Although previous research indicated that spatial play activities might foster children’s spatial reasoning, relevant data from a large and diverse sample were lacking, says Jirout. When the Wechsler Preschool and Primary Scale of Intelligence (WPPSI), a commonly used test of cognitive ability, was revised and standardized, it provided Jirout and her coauthor Nora Newcombe, an APS William James Fellow at Temple University, with an opportunity to study children’s spatial play and spatial thinking.
Jirout and Newcombe analyzed data from 847 children, ages 4 to 7, who had taken the revised WPPSI, which included measures of cognitive skills that contribute to general intelligence. The children’s spatial ability was specifically measured via the commonly used Block Design subtest of the WPPSI, in which children are asked to reproduce specific 2-D designs using cubes that have red, white, and half-red/half-white faces. The researchers also examined survey data from parents about the children’s play behavior and joint parent–child activities.

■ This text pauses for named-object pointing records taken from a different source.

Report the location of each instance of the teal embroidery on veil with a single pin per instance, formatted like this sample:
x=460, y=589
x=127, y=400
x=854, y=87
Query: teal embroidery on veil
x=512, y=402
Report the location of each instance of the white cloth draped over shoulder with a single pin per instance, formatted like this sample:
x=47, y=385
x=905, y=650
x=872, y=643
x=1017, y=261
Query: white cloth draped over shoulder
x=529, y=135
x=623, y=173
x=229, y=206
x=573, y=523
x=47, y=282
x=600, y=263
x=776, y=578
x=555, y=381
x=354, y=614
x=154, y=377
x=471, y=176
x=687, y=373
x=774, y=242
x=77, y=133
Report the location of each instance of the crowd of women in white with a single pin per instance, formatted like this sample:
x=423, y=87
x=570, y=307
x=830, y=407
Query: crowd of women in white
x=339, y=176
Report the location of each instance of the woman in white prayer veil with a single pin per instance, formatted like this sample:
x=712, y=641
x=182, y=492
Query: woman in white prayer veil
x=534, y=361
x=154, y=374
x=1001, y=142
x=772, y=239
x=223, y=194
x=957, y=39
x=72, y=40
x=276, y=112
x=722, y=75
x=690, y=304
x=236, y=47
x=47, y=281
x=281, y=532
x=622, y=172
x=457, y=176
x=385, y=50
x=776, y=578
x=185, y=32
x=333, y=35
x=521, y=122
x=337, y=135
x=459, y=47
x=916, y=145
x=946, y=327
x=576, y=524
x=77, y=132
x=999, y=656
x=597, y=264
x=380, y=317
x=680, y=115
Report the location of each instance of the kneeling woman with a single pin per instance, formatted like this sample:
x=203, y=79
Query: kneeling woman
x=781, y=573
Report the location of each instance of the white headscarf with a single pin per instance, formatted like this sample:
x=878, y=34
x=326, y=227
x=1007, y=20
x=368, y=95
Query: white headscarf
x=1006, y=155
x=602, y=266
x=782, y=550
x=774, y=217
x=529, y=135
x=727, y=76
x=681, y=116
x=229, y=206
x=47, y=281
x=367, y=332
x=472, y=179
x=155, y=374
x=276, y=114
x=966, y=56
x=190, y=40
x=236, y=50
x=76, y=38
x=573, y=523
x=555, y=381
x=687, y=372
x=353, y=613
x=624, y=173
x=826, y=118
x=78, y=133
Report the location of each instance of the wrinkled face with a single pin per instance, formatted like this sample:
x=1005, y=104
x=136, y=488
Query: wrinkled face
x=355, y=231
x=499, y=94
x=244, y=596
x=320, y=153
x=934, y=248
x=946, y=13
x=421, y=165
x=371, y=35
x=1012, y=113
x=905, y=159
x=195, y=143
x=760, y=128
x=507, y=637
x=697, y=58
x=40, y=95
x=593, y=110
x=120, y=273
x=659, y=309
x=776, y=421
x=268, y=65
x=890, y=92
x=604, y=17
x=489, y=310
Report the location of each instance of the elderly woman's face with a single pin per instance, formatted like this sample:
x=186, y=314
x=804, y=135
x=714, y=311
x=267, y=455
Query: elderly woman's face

The data revealed that family socioeconomic status, gender, and general intelligence scores were all associated with children’s performance on the block-design task. Children from the low-socioeconomic status group tended to have lower block-design scores compared with children from either the middle- or high-socioeconomic status groups. And boys tended to have higher block-design scores than did girls, though only after several other cognitive abilities, such as vocabulary, working memory, and processing speed were taken into account.
How often children played with certain toys was also tied to their spatial reasoning skills. Children who played with puzzles, blocks, and board games often (more than six times per week) had higher block-design scores than did children who played with them sometimes (three to five times per week), or rarely/never.
The researchers argue that targeting children’s spatial play may be one possible intervention tool for improving their spatial ability.